Jörg Wiedmann spielt seit mehr als 30 Jahren Boule. Er misst sich gerne mit anderen Spielern. Doch bei den Turnieren gewinnen nicht immer diejenigen, die am besten spielen.

Möhringen - Das französische Kugelspiel Boule, dessen Anfänge bis ins 13. Jahrhundert zurückreichen, ist vom Prinzip her dem beliebten Freizeitspiel Boccia ähnlich. „Und das hat bekanntlich der erste Kanzler der Bundesrepublik Deutschland, Konrad Adenauer, gespielt“, sagt Jörg Wiedmann. So kann er den meisten Menschen – vor allem den Älteren – ganz grob erklären, was für ein Hobby er schon seit 30 Jahren leidenschaftlich pflegt.

 

Viele hätten Boule auch schon mal im Urlaub am Strand gespielt, sagt der 55-Jährige. Allerdings verwenden die Profis keine Holz- oder Plastikkugeln, sondern 650 bis 800 Gramm schwere Metallkugeln. Ziel des Spieles ist es, die eigenen Kugeln näher an eine kleine Zielkugel aus Holz zu legen, beziehungsweise zu werfen, als es der Gegner schafft. Hartgesottene spielen Boule das ganze Jahr über im Freien.

Der Gemeinschaftssinn wird groß geschrieben

Dabei ist vor allem Taktik gefragt. Ist es sinnvoller, die eigene Kugel in die Nähe des Ziels zu bringen, oder kann man eventuell sogar die beste Kugel des Gegners wegschießen? Am Ende einer Runde wird gezählt. Jede Kugel einer Mannschaft, die dem Ziel näher liegt als die Bestplatzierte des Gegners, zählt einen Punkt. Die Mannschaft, die zuerst 13 Punkte erreicht, hat gewonnen.

„Man muss sich immer mit dem Partner abstimmen“, sagt Wiedmann. Es hat ihn von Anfang an fasziniert, dass man nur durch gute Kommunikation und taktisches Geschick gewinnen kann. Das erste Mal mit Boule in Berührung kam der Möhringer 1985 auf dem Paul-Gerhard-Platz im Stuttgarter Westen. Freunde trafen sich dort zu einer Partie, und Wiedmann war sofort begeistert. „Jeder kann mit jedem spielen“, sagt er. Dabei sei weder Alter, Geschlecht oder die körperliche Fitness ein Vor- oder Nachteil.

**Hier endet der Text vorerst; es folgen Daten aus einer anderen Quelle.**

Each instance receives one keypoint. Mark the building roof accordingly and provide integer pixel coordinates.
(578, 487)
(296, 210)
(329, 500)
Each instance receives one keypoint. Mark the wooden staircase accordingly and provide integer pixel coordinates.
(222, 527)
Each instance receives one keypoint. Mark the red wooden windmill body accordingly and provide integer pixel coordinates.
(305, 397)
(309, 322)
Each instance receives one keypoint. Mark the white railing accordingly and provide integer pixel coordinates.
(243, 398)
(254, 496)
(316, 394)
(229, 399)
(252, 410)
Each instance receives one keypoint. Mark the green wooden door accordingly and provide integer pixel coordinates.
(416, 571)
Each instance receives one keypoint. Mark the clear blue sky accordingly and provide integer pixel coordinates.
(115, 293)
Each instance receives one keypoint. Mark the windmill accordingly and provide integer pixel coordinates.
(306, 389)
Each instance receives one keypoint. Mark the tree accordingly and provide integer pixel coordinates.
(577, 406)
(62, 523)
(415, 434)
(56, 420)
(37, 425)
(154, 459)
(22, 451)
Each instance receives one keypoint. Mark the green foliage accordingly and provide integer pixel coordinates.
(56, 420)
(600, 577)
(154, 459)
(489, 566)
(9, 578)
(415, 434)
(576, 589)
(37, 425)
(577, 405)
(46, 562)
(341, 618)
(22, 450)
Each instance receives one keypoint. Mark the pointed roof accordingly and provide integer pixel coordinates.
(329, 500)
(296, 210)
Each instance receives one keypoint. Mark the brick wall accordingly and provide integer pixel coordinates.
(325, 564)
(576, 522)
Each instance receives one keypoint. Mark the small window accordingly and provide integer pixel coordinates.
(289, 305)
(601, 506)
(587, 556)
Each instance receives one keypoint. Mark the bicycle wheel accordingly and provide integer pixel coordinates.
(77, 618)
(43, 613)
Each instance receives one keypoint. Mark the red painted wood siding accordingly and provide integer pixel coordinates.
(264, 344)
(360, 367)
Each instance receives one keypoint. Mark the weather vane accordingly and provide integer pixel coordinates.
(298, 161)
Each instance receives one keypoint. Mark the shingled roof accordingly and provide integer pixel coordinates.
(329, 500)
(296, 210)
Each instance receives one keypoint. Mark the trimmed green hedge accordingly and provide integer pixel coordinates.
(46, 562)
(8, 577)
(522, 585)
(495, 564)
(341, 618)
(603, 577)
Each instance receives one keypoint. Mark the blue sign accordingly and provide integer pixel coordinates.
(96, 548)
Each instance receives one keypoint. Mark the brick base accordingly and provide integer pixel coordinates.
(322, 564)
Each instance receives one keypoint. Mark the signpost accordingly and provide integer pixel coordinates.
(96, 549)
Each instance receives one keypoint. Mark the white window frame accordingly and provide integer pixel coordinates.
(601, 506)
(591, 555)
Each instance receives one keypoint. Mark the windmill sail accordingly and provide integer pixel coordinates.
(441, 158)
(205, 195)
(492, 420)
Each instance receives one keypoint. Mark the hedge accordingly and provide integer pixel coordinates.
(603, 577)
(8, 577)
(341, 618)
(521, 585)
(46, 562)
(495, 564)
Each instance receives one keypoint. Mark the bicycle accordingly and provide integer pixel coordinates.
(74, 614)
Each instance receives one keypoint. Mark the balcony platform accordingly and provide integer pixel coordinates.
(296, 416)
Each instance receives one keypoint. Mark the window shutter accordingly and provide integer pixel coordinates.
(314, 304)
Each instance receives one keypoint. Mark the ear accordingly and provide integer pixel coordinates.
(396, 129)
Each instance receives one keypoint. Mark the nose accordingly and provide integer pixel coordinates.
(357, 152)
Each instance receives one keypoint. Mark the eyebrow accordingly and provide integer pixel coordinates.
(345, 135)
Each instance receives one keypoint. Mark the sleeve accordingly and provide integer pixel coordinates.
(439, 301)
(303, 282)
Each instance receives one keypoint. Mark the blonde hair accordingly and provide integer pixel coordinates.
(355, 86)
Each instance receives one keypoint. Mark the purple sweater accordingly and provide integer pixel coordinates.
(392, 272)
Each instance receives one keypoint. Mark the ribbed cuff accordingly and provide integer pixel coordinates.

Gerade im Bouleclub Stuttgart, den der Sozialpädagoge 1991 mitbegründet hat, werde dieser Gemeinschaftssinn groß geschrieben. „Hier spielt der Anwalt mit dem Müllmann“, sagt Wiedmann. Wichtig für alle sei neben dem Teamgeist auch die Entschleunigung, die das Boulespiel ermöglicht. So bleibe neben den einzelnen Durchgängen genug Zeit für einen Plausch.

Ein Sport, der sich auch mit Rollator spielen lässt

Obwohl die Teilnahme an Turnieren für den Möhringer nicht das Wichtigste ist, hat er schon mehrfach den Vergleich mit der Konkurrenz gewagt. Sein größter Erfolg bisher war die Teilnahme am Halbfinale der Deutschen Meisterschaft sowie der zweimalige Pokalsieg. „Es ist aber auch alles eine Frage der Zeit“, sagt Wiedmann. Theoretisch könne man im Sommer zweimal pro Woche trainieren und – je nach Engagement – fasst jedes Wochenende auf ein Turnier fahren. Und da man gerade bei Turnieren im Freien spiele, könne das schon mal unangenehm werden: „Da gewinnen oftmals nicht die guten Spieler, sondern diejenigen, die es am längsten im Regen aushalten“, sagt Wiedmann.

Dass Jörg Wiedmann seinem Hobby noch sehr lange nachgehen will und kann, zeigt sich für ihn auch bei seiner Arbeit: Als Sozialpädagoge arbeitet er in einem Pflegeheim und spielt dort seit sechs Jahren mit den Senioren. „Boule kann man prima mit Rollator oder dem Stock spielen“, sagt Wiedmann. Die Senioren, die ein Hilfsmittel benötigen, könnten sich mit der einen Hand abstützen und mit der anderen die Kugel werfen. Und wem das Bücken etwas schwerer fällt, der benutzt einfach einen kleinen an einer Schnur befestigten Magneten zum Aufheben der Kugeln. „Das ist doch mal eine Perspektive für mich“, sagt Wiedmann und lacht.